RUSSIA yesterday said it would push ahead with plans to deliver anti-aircraft weapons to the Syrian regime of President Bashar al-Assad, in what it said was an attempt to dissuade Western intervention in the country.
Moscow also attacked the EU’s decision to relax an embargo on arming Syrian rebels, saying it threatened attempts to organise peace talks between the two sides involved in the bloody civil war.
Sergei Ryabkov, Russia’s deputy foreign minister, said the shipment of an S-300 air defence system would reduce the effect of overseas interference in the troubled state.
“We think this delivery is a stabilising factor and that such steps in many ways restrain some hotheads,” he said. “[Relaxing the embargo] directly harms the prospects of convening an international conference.”

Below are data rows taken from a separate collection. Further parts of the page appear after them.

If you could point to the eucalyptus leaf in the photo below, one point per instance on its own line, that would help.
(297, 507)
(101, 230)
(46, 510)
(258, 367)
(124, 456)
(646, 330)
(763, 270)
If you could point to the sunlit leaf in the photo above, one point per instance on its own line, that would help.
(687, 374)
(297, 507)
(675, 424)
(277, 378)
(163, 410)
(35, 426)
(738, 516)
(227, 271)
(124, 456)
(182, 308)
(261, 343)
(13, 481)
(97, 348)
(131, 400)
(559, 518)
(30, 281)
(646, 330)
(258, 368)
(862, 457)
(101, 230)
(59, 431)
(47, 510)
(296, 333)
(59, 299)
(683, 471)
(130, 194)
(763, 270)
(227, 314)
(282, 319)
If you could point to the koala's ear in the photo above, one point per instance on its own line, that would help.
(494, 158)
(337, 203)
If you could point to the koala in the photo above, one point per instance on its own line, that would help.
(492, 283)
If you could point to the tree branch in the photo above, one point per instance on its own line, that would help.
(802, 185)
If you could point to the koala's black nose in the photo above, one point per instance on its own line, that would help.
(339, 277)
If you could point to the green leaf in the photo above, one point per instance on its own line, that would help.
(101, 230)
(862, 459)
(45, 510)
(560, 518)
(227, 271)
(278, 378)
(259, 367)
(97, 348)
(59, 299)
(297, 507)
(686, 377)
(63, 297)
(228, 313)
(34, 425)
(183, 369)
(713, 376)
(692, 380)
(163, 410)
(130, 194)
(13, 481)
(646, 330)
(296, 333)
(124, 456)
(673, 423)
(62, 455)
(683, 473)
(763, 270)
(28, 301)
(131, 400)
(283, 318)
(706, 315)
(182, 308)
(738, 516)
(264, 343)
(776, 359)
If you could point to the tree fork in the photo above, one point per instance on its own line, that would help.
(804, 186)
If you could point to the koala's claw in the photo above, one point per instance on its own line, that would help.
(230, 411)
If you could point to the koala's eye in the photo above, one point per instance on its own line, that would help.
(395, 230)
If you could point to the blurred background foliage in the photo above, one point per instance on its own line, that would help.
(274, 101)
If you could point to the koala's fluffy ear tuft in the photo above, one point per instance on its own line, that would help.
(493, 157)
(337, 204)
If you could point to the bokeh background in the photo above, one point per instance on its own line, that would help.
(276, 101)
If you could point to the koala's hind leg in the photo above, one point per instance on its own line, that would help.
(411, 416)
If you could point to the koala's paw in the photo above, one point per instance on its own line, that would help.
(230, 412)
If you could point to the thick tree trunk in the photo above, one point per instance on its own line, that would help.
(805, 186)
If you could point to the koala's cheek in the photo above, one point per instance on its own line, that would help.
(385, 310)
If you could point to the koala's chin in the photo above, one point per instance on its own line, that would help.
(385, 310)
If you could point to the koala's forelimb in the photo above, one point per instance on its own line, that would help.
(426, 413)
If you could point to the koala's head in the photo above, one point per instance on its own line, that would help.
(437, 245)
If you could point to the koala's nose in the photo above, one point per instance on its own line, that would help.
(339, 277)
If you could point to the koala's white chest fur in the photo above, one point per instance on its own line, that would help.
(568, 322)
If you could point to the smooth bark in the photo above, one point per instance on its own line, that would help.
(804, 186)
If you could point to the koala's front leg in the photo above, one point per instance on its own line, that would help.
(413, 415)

But Israel’s defence minister Moshe Yaalon hinted that his country could launch attacks if Russia ships the missiles: “I hope they will not leave, and if, God forbid, they reach Syria, we will know what to do.”
British foreign minister William Hague led the campaign to relax the European embargo in the hope of arming anti-government Syrian rebels who have endured heavy losses in recent months.
But EU member states have agreed that they will not transport weapons to the Middle Eastern nation until August at the earliest, enabling the US and Russia to proceed with plans to hold talks on the country next month.
As many as 80,000 people are believed to have been killed in the conflict, which began more than two years ago and shows little sign of abating.
Foreign nations have become increasingly concerned in recent weeks after Hezbollah guerrillas from Lebanon began openly fighting alongside al-Assad’s forces. Diplomats fear the violence could soon spill over into neighbouring countries.